A railway tunnel runs through the mountain, and anyone travelling through the train can enjoy the spectacular view from the windows carved within the loose rock faces. They are fragments of the Jungfrau Railway line, running from Kleine Scheidegg to the Jungfraujoch.
Previously the majority of the attempts failed hopelessly during its initiation. The Bernese officials even restricted climbing it and warned of charging fines to anyone attempting to reach it.
Climbers who tried to climb through the North face were watched through a telescope from the Kleine Scheidegg. After World WarII, there was an effort to climb the range twice in 1947 by Louis Lachenal and Lionel Terray, and the initiative was taken by a Swiss party composed of H. Germann, along with Hans and Karl Schulunegger.

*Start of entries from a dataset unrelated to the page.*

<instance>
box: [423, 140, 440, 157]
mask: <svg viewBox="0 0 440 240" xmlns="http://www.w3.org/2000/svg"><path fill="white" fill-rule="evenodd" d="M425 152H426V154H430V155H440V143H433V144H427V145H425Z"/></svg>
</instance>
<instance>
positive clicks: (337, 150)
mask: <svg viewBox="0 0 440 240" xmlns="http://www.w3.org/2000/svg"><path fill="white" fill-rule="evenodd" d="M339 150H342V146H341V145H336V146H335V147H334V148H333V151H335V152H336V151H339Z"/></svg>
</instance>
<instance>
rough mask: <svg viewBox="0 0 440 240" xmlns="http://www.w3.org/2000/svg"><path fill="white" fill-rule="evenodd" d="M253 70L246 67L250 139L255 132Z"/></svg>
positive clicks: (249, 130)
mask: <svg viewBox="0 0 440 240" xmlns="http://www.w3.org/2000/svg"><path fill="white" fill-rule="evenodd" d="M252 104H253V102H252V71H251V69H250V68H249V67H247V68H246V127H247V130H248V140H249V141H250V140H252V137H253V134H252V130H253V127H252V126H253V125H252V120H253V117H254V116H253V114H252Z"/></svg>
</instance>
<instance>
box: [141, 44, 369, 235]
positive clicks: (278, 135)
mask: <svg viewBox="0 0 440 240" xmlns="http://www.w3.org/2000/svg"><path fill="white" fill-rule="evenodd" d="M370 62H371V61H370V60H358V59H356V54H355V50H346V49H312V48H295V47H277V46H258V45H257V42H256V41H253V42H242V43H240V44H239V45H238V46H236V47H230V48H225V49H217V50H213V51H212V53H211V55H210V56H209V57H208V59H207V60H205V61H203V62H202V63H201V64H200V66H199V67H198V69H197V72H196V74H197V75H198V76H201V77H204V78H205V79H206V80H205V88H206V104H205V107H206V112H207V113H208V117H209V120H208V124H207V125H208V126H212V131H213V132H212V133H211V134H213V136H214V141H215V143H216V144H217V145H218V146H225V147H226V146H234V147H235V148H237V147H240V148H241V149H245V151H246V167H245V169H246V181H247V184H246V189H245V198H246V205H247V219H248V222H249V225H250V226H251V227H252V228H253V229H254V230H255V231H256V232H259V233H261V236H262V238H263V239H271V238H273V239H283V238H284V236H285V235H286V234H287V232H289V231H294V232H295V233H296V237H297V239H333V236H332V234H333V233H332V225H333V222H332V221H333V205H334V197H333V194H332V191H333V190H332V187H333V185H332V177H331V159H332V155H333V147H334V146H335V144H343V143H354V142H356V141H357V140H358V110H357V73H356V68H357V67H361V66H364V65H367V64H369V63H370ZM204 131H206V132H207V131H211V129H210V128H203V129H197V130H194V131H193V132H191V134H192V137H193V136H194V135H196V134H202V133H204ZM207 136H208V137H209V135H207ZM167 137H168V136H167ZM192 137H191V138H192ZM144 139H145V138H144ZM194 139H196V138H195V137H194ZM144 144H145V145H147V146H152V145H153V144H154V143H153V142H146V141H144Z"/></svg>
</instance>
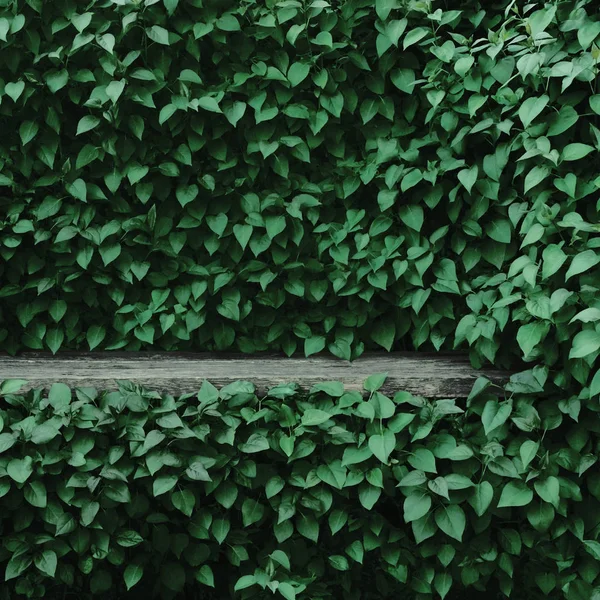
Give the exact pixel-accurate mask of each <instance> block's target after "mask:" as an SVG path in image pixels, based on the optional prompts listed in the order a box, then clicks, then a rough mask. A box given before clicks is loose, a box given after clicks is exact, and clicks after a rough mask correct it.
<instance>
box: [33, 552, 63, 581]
mask: <svg viewBox="0 0 600 600" xmlns="http://www.w3.org/2000/svg"><path fill="white" fill-rule="evenodd" d="M33 563H34V564H35V566H36V567H37V568H38V569H39V570H40V571H41V572H42V573H44V574H46V575H48V577H54V575H55V574H56V567H57V566H58V558H57V556H56V552H54V551H53V550H44V551H42V552H41V553H40V554H36V556H35V558H34V559H33Z"/></svg>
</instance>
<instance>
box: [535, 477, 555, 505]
mask: <svg viewBox="0 0 600 600" xmlns="http://www.w3.org/2000/svg"><path fill="white" fill-rule="evenodd" d="M533 487H534V488H535V491H536V492H537V495H538V496H539V497H540V498H541V499H542V500H544V502H548V503H549V504H552V506H554V508H556V509H558V505H559V504H560V484H559V482H558V478H557V477H555V476H554V475H549V476H548V477H546V478H545V479H542V480H536V481H535V482H534V483H533Z"/></svg>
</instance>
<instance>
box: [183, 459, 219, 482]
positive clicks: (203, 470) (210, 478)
mask: <svg viewBox="0 0 600 600" xmlns="http://www.w3.org/2000/svg"><path fill="white" fill-rule="evenodd" d="M185 474H186V475H187V476H188V477H189V478H190V479H191V480H192V481H212V479H211V476H210V475H209V474H208V471H207V470H206V467H205V466H204V465H203V464H202V463H201V462H199V461H195V462H193V463H192V464H191V465H190V466H189V467H188V468H187V469H186V470H185Z"/></svg>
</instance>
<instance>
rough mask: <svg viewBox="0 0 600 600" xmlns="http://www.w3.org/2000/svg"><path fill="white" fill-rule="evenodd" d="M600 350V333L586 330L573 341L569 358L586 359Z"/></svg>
mask: <svg viewBox="0 0 600 600" xmlns="http://www.w3.org/2000/svg"><path fill="white" fill-rule="evenodd" d="M598 350H600V333H598V332H597V331H595V330H594V329H584V330H583V331H580V332H579V333H578V334H577V335H576V336H575V338H574V339H573V345H572V346H571V351H570V352H569V358H585V357H586V356H589V355H590V354H594V353H595V352H598Z"/></svg>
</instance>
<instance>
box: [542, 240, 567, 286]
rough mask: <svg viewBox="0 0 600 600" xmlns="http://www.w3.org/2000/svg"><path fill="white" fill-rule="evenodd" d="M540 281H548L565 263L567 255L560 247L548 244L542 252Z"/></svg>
mask: <svg viewBox="0 0 600 600" xmlns="http://www.w3.org/2000/svg"><path fill="white" fill-rule="evenodd" d="M542 258H543V265H542V279H548V277H551V276H552V275H554V274H555V273H556V272H557V271H558V270H559V269H560V268H561V267H562V266H563V265H564V264H565V262H566V260H567V255H566V254H565V253H564V252H563V250H562V249H561V248H560V246H557V245H556V244H549V245H548V246H546V247H545V248H544V251H543V252H542Z"/></svg>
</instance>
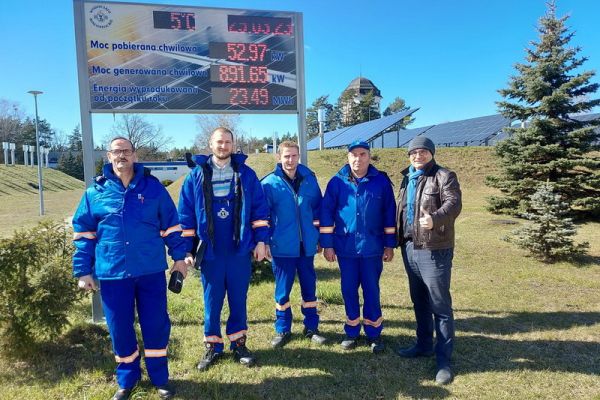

Now that you have read the article, you know all the five hardest mountains you can climb. It usually is a common human trait to desire the unattainable, so the more challenging climb of the mountain range gets, the more one desires to climb it.
However, by now, you must be aware that by complexities, one does not necessarily mean the mountain’s altitude. A few mountains might not be so high but are dangerous and troublesome to the actual summit.
Different factors determine the challenges while climbing, extending from the path you are exploring to the current bad weather; it all conspired together.